ST. LOUIS (CN) — An appellate panel of the Eighth Circuit convened Wednesday to hear arguments over an uncommon question: can you claim insurance benefits for catching a sexually transmitted disease from car sex?
A Missouri woman going by M.O. thinks so. In February 2021 she sent insurance company Geico a $1 million bodily injury claim after her partner M.B. — a Geico policyholder — infected her with HPV in his 2014 Hyundai Genesis. But the couple hadn't used protection, and Geico denied her infection was its responsibility.
The District Court of Western Missouri agreed. Geico brought the issue to the federal court in April 2021, and in March 2023 U.S. District Judge Fernando Gaitan Jr. decided the case in the insurance company's favor.

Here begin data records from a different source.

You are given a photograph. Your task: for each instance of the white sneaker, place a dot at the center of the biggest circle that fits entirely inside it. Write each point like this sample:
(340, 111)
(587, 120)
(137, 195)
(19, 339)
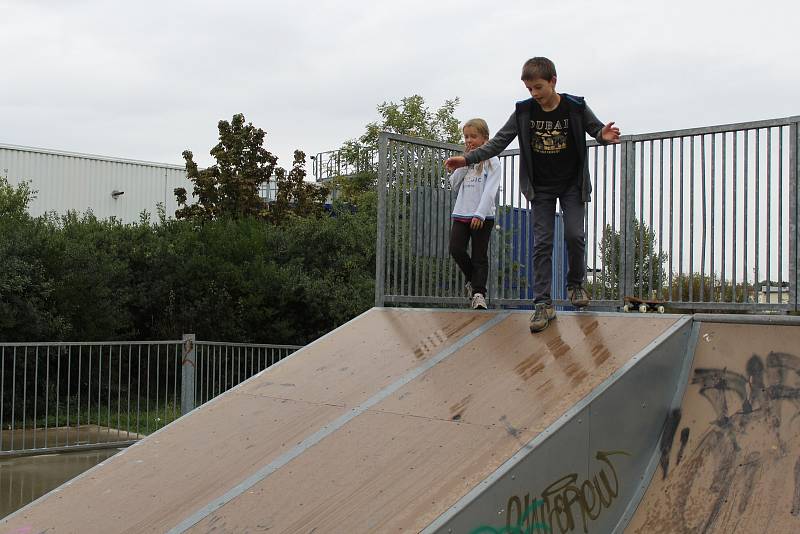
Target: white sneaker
(478, 302)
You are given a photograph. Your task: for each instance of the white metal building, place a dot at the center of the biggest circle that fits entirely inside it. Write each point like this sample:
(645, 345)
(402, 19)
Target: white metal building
(117, 187)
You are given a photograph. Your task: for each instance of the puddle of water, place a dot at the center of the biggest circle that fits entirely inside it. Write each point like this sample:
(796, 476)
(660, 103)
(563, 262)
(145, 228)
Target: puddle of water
(25, 479)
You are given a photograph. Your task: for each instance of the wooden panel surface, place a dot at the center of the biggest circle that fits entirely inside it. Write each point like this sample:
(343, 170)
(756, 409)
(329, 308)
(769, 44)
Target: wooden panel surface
(403, 463)
(157, 483)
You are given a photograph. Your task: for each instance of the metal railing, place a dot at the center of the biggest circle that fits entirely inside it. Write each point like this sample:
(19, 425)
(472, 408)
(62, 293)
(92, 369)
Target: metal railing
(68, 396)
(704, 219)
(345, 162)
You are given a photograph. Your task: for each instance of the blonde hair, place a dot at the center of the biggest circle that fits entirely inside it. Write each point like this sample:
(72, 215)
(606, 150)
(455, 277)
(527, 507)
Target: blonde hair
(483, 129)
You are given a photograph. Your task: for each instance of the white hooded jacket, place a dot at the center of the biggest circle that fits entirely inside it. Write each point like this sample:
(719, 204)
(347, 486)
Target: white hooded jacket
(476, 190)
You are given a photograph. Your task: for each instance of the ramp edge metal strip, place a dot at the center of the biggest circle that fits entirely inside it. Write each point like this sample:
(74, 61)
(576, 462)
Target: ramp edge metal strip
(677, 402)
(331, 427)
(783, 320)
(554, 427)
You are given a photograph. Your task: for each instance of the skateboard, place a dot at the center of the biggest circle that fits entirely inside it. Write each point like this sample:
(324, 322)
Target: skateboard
(643, 305)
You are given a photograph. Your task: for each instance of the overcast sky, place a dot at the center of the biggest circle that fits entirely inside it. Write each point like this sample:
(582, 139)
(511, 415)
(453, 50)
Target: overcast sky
(146, 80)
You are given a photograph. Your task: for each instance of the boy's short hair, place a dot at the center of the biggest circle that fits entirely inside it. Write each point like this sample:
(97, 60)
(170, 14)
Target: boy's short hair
(538, 68)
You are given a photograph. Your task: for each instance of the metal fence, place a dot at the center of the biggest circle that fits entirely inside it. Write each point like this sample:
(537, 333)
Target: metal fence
(345, 162)
(704, 219)
(68, 396)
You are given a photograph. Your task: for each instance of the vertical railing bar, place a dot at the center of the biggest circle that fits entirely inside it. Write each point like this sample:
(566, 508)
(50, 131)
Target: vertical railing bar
(703, 186)
(724, 214)
(147, 398)
(652, 228)
(595, 277)
(128, 412)
(440, 224)
(794, 216)
(35, 393)
(14, 395)
(414, 263)
(671, 214)
(735, 212)
(47, 395)
(99, 391)
(756, 237)
(681, 200)
(424, 261)
(712, 248)
(745, 250)
(2, 394)
(780, 212)
(405, 216)
(607, 270)
(661, 273)
(78, 410)
(108, 395)
(618, 257)
(641, 218)
(768, 266)
(691, 218)
(89, 397)
(396, 221)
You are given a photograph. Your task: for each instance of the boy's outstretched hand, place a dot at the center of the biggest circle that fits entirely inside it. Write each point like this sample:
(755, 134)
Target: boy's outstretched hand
(456, 162)
(610, 133)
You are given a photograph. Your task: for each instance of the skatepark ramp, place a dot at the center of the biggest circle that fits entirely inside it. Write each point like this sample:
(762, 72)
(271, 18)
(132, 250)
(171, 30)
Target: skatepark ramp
(410, 420)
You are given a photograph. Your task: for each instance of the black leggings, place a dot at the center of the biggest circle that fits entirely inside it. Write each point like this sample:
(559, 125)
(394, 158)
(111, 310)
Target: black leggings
(476, 268)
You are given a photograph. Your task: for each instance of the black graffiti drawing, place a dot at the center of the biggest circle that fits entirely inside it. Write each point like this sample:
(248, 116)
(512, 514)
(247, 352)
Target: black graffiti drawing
(748, 402)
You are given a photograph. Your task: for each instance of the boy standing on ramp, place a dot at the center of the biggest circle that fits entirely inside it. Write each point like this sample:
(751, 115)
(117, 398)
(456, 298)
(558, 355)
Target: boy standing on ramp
(552, 130)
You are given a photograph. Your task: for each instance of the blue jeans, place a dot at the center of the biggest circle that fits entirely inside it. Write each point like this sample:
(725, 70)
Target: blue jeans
(544, 214)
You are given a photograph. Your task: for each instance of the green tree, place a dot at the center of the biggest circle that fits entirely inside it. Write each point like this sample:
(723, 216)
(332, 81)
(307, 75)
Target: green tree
(296, 196)
(648, 264)
(230, 187)
(412, 117)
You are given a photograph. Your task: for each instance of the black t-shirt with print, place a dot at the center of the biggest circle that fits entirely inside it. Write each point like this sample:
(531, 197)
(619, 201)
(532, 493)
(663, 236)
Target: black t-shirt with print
(555, 158)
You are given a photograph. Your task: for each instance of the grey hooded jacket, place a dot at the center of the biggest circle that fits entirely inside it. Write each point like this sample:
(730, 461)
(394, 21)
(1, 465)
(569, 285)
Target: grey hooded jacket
(582, 121)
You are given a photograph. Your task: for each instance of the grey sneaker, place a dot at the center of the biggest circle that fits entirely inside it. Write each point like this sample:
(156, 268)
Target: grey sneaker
(578, 296)
(542, 315)
(478, 302)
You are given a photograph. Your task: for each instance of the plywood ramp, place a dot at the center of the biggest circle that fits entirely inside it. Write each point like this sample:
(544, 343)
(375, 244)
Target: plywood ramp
(733, 461)
(380, 426)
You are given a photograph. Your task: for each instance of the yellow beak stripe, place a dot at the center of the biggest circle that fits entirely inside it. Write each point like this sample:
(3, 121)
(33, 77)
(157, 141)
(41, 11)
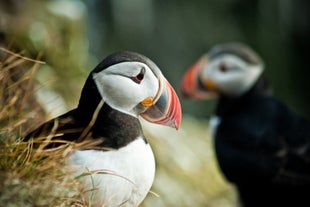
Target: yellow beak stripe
(147, 102)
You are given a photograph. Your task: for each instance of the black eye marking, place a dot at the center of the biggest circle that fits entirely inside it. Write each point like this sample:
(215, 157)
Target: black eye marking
(223, 67)
(138, 78)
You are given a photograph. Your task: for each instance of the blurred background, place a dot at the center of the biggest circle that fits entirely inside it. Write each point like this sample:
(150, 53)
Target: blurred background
(75, 35)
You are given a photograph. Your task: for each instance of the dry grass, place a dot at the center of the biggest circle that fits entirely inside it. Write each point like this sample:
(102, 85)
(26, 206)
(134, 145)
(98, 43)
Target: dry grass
(186, 174)
(29, 176)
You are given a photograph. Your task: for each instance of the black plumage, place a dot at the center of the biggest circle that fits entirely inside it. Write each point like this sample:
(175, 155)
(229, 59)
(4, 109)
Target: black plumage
(262, 146)
(264, 149)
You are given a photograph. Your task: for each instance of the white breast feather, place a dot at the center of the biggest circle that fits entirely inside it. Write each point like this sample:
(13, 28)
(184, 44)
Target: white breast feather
(214, 123)
(133, 167)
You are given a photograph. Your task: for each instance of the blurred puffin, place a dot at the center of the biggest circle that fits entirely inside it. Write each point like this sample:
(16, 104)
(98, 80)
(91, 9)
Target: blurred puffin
(122, 87)
(261, 145)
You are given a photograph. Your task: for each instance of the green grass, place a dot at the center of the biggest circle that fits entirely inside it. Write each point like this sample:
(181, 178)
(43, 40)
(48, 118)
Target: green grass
(187, 173)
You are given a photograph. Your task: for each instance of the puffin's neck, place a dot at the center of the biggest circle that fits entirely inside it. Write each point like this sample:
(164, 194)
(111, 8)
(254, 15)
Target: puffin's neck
(118, 129)
(227, 105)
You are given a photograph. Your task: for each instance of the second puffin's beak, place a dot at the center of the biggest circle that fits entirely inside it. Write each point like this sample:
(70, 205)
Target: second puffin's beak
(193, 86)
(166, 108)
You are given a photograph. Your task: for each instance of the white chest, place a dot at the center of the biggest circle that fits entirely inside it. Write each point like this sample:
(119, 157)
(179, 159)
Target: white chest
(132, 170)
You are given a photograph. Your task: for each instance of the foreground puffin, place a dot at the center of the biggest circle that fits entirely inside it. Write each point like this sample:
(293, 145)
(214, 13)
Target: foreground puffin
(122, 87)
(261, 145)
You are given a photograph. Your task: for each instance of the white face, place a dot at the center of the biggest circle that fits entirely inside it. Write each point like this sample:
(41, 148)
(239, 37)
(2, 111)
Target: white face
(124, 85)
(231, 75)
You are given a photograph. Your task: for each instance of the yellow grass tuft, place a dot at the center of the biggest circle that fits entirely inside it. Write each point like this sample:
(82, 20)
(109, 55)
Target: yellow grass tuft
(29, 176)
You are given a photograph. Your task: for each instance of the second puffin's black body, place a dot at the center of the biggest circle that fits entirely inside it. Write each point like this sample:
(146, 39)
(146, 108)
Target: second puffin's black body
(264, 149)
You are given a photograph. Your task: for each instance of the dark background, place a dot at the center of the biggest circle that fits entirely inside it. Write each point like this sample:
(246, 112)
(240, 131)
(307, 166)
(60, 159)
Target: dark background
(173, 33)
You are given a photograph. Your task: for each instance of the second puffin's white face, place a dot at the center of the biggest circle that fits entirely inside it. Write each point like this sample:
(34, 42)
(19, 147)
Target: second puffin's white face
(124, 85)
(231, 75)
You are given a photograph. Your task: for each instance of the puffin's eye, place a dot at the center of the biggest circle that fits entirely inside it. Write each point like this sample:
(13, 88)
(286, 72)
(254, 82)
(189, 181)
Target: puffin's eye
(138, 78)
(223, 67)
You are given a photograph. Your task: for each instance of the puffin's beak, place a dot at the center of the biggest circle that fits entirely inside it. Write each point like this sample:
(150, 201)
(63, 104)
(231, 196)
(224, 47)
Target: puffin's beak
(194, 88)
(166, 108)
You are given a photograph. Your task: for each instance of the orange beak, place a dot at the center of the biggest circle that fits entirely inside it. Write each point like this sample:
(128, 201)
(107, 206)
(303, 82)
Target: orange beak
(166, 109)
(192, 87)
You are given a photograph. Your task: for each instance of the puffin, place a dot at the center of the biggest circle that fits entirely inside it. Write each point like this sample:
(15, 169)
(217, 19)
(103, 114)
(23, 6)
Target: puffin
(123, 87)
(261, 145)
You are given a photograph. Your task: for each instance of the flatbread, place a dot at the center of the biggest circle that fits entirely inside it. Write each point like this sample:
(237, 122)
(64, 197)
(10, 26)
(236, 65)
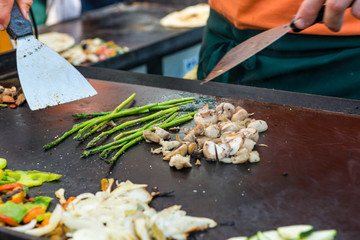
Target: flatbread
(190, 17)
(57, 41)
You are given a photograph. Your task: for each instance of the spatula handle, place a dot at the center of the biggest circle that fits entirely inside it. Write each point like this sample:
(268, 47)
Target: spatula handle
(18, 26)
(317, 20)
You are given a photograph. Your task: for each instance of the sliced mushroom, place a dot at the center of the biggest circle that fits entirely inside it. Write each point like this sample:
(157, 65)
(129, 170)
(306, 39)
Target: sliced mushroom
(161, 133)
(240, 114)
(259, 125)
(212, 131)
(254, 156)
(190, 137)
(229, 127)
(209, 150)
(226, 137)
(241, 156)
(182, 150)
(179, 162)
(226, 160)
(151, 136)
(192, 148)
(223, 151)
(201, 140)
(249, 144)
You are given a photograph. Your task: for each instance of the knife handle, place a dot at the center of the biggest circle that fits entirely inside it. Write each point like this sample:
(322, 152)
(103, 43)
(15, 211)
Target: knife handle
(317, 20)
(18, 26)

"Upon review of the parties’ arguments, the court finds that consensual sexual relations inside a car do not constitute a 'use' of the automobile within the meaning of the subject policy," Gaitan wrote in his decision.
The couple wasn't satisfied. She and her partner brought the case before the Eighth Circuit, hoping to have the case sent back to the district court for further proceedings.
In both Wednesday's oral arguments and in their court briefs, the couple argued the HPV infection — which subsequently led to M.O. developing cancer — was sufficiently connected to the use of a car and its insured owner to justify an insurance award. M.O. cited how her partner had never told her he had HPV, and how a Missouri arbitrator also found he owed her $5.2 million for negligence.
"[The couple] engaged in sexual activity in [M.B.]’s 2014 Hyundai Genesis at least once as of December 2017. M.O. claims that [M.B.] negligently failed to tell M.O. that [he] was infected with HPV and failed to use adequate protection and take proper precautions to prevent its transmission to M.O.," the couple wrote in their appellate brief. "Under the Geico Auto Policy, 'bodily injury means bodily injury to a person, including resulting sickness, disease or death.'"
Even if Geico's policy was unclear on this specific issue, M.O. and M.B. argued, they were still entitled to its benefits. M.B.'s Geico policy was issued in Kansas, and under Kansas law contractual ambiguity is generally decided in favor of the insureds.
"If the policy is ambiguous, the Kansas law requires it be interpreted in favor of [M.B.] and coverage. Under that circumstance, the policy would again provide coverage," the pair argued in their briefs.
The argument sparked debate on the appellate panel Wednesday. U.S. Circuit Judges Steven Colloton, Michael Melloy and Raymond Gruender — all George W. Bush appointees — wondered just how far this line of logic could extend. Would a decision in M.O.'s favor make Geico responsible for car sex that results in unwanted pregnancies?
"I don't believe that's a cause of action but that's a good question," M.O.'s attorney David Mayer said, without giving a definitive answer.
Mayer clarified his response by stating that unwanted pregnancies may not be "bodily injuries," but HPV and cancer are.
"This was a bodily injury. This poor lady received cancer and it's terrible. It's a bad situation," Mayer said.
Geico, in its own arguments, made an appeal to "normal" use of a car. The company's attorney Douglas Beck argued the insurance policy should only apply when "using an auto as an auto... for vehicular purposes." The company's brief similarly pointed to prior Kansas court rulings that denied coverage to people whose injuries were only tangentially car-related.
"This specifically is the basis for why sheltering in an auto, or the fact that the injury merely occurred in an auto — the act that caused injury was in an auto — is insufficient under all of the Kansas cases," Beck said.
For an example of a situation where he said coverage is warranted, Beck pointed to the 1995 case Garrison v. State Farm. In that case, the Kansas Supreme Court decided a man was entitled to coverage after his friend accidentally shot him with a shotgun on a hunting trip while taking the gun out of his car.
"They were driving, pausing, would get out, would hunt, would get back in the car, would drive to another location. They were using the car as an automobile is intended to be used," Beck said.
This argument also seemed to frustrate the appellate panel, as it made an appeal to an unquantifiable "appropriate" way to use a car. The panel argued that people use cars in various ways and for many purposes — including as a place to have sex.
Beck nevertheless stuck to his argument, saying that to grant M.O. and M.B. insurance benefits would fundamentally change the intent of Geico's policy.
"You're turning what is an automobile policy into a general liability policy without restriction," Beck said.
The appellate panel took the case under consideration but did not say when they would deliver a ruling.